YOUR SOLIN GENERATED RECIPE
Seared Salmon Fillet with Steamed Asparagus and Cauliflower Mash
Pan-seared salmon served with tender steamed asparagus over a bed of incredibly creamy garlic cauliflower mash.
INGREDIENTS
8 oz Sockeye Salmon Fillet
1 cup Asparagus spears
2 cups Cauliflower florets
1 clove Garlic
1 tsp Extra Virgin Olive Oil
PREPARATION
Steam the cauliflower florets and garlic clove until fork-tender, about 10-12 minutes.
Transfer the steamed cauliflower and garlic to a blender or food processor and pulse until a smooth, creamy mash forms.

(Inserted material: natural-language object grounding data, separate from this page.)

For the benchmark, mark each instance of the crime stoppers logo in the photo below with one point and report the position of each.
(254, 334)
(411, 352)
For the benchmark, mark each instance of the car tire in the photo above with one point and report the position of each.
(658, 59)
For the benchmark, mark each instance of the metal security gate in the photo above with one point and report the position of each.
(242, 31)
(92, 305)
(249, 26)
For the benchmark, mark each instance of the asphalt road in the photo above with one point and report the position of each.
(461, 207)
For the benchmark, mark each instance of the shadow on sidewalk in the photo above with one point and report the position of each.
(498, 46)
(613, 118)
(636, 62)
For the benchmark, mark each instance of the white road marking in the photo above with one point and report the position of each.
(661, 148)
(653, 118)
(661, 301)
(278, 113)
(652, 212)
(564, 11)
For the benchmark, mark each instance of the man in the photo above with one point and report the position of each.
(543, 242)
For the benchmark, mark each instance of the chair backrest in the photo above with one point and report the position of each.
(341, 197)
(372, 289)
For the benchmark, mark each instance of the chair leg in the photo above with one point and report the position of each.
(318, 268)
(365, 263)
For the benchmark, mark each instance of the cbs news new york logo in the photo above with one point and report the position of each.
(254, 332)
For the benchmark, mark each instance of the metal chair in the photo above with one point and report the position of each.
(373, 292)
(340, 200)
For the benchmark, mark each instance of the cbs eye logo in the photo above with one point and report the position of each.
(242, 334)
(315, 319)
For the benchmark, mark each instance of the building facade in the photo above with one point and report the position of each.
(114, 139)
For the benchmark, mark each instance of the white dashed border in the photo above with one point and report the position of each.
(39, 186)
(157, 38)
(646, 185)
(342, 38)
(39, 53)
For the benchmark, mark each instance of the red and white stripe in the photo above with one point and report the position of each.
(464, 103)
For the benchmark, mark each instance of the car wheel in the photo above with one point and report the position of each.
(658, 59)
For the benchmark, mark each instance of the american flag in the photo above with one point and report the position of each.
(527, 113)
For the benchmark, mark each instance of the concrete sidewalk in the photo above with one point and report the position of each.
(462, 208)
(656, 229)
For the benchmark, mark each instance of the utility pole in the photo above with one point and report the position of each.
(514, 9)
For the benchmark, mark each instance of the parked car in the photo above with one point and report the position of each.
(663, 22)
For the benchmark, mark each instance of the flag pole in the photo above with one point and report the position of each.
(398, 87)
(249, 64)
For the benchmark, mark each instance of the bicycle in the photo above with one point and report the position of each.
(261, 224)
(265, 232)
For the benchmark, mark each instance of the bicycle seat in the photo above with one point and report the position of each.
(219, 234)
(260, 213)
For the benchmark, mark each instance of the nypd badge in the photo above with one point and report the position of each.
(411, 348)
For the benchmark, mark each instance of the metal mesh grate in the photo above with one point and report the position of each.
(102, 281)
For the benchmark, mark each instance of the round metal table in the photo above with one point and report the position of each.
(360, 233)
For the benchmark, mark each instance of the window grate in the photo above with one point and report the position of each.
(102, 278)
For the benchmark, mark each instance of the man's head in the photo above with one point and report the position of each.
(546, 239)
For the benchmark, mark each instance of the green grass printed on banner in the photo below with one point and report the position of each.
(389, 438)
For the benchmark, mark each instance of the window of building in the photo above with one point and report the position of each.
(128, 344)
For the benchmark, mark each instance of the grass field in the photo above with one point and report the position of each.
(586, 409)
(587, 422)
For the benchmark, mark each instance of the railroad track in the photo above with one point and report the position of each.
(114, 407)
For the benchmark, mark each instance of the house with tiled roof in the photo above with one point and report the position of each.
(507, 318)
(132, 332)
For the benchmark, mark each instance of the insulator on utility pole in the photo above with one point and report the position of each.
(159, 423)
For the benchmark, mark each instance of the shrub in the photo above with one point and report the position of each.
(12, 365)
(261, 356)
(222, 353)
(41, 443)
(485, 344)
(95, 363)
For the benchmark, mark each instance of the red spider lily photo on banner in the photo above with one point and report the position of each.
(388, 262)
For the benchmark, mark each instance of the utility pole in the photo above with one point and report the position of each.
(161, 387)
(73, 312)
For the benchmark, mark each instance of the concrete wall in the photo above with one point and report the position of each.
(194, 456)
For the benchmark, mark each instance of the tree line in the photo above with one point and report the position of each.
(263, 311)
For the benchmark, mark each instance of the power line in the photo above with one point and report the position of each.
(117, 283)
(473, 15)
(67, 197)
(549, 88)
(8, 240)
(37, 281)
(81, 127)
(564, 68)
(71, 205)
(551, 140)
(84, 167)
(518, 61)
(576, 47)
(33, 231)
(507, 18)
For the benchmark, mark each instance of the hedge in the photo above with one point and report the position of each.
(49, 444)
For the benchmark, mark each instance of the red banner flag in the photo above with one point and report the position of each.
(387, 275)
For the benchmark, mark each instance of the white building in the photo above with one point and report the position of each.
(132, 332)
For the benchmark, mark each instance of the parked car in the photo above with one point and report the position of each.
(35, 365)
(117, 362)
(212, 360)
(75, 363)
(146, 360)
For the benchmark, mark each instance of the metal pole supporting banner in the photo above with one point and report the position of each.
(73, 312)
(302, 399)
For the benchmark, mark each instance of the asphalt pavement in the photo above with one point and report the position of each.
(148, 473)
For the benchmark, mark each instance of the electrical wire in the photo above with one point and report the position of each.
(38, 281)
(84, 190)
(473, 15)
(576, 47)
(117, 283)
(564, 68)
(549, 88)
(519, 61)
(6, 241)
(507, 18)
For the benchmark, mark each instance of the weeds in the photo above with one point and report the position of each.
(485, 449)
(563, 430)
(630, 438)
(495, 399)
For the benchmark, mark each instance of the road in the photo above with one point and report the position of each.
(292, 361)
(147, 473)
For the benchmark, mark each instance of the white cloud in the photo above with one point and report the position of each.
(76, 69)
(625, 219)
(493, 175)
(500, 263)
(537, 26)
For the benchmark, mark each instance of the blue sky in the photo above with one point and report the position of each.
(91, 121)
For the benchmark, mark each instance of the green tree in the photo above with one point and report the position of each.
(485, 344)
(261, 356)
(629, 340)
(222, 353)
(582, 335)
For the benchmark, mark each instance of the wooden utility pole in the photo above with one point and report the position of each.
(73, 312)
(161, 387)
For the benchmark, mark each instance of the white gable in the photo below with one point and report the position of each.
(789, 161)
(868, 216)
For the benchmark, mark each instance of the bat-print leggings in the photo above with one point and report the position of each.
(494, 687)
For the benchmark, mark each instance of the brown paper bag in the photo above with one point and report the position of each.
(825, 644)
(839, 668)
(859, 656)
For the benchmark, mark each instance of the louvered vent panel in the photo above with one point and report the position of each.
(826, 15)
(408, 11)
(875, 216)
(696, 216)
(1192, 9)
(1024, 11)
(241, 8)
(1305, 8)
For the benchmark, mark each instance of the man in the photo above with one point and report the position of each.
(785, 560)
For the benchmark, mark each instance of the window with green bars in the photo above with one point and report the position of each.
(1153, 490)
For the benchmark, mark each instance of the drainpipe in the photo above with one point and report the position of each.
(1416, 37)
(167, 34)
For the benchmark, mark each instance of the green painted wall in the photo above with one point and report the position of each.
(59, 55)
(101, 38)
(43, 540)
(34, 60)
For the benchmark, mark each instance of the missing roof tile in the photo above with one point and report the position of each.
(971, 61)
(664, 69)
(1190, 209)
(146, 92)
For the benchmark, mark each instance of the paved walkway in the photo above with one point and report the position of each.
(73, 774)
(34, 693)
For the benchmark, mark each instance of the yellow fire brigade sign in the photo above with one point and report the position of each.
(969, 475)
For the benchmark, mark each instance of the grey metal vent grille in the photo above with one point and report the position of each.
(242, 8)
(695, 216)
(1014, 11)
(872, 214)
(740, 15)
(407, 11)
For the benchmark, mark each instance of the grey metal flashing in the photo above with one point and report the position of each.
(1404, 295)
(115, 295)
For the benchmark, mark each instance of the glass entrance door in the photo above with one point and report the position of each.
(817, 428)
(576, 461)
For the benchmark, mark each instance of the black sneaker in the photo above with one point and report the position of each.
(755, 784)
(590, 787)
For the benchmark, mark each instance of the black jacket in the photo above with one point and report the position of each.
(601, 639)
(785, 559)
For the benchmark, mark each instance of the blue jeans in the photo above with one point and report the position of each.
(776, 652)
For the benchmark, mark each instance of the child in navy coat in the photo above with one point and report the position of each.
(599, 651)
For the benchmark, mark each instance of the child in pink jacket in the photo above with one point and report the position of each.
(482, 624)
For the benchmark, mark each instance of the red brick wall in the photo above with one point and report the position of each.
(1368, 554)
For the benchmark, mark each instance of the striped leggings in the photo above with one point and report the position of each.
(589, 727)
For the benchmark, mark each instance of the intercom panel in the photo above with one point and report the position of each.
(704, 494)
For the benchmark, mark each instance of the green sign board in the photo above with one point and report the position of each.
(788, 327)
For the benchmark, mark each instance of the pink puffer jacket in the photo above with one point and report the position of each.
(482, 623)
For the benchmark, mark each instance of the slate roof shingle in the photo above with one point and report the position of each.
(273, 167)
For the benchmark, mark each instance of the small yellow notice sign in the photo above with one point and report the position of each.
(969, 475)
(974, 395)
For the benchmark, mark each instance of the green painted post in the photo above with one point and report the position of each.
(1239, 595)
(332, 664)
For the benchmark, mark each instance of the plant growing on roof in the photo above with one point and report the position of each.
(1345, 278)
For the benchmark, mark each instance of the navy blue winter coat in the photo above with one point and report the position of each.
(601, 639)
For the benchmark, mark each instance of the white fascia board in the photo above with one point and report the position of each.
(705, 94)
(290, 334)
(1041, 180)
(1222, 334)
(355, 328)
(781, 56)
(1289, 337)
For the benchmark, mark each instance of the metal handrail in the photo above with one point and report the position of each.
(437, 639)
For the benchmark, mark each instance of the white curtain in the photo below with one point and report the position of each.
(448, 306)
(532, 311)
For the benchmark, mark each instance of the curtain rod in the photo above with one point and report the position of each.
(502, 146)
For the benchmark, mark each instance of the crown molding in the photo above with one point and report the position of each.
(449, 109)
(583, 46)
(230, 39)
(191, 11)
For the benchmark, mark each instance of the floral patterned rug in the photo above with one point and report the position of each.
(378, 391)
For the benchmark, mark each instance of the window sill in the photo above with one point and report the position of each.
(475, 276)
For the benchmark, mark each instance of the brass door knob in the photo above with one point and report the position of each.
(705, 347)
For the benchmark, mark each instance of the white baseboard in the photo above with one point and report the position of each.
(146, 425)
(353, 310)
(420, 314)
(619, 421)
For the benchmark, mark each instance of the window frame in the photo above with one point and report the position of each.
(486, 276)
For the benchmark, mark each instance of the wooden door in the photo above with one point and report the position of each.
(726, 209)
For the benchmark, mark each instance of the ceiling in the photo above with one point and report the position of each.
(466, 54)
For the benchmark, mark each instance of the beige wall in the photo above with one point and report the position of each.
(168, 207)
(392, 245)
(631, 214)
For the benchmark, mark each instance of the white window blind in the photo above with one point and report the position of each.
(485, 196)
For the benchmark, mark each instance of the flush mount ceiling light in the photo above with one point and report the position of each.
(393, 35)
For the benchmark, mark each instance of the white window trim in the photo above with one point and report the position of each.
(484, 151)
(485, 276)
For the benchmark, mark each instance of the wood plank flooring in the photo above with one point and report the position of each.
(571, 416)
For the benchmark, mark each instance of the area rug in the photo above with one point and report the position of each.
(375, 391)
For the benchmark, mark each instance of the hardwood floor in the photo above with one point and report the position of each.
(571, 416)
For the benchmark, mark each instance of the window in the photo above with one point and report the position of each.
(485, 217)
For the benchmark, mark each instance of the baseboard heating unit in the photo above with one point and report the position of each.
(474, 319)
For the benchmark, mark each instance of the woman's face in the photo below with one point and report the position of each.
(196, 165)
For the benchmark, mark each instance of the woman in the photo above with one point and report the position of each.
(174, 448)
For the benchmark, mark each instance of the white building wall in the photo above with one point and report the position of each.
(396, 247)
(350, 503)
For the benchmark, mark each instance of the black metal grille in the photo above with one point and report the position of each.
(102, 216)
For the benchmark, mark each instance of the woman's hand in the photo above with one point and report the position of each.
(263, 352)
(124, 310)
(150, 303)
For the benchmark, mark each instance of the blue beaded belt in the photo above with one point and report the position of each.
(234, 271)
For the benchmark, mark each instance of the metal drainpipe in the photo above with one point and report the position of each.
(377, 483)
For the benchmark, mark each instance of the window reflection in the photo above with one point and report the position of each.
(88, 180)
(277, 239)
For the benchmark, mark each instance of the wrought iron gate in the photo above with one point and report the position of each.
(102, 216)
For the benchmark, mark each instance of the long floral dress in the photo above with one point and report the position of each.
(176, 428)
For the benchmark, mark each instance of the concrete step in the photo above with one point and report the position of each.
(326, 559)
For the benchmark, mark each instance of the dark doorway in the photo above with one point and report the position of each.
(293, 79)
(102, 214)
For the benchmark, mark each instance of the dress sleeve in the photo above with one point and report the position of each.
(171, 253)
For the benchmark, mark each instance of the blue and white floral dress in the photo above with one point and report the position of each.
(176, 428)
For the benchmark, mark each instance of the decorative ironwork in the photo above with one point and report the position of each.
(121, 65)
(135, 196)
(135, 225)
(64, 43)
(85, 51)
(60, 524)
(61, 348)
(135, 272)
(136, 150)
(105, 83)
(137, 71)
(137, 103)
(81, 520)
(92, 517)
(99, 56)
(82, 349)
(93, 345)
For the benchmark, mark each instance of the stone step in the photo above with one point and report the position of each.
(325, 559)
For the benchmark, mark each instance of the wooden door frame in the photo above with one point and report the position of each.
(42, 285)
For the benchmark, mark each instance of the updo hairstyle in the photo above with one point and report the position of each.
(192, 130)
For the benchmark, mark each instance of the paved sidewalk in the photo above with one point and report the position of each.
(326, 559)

Steam the asparagus spears for 3-5 minutes until they are bright green and tender-crisp.
Pat the salmon fillet dry and season both sides with a pinch of sea salt and black pepper.
Heat the olive oil in a skillet over medium-high heat until shimmering.
Place the salmon in the pan and sear for 4 minutes on the first side to develop a golden crust.
Flip the salmon carefully and cook for another 2-3 minutes until the internal temperature reaches 145°F.
Spread the cauliflower mash onto a plate, top with the seared salmon, and arrange the asparagus on the side.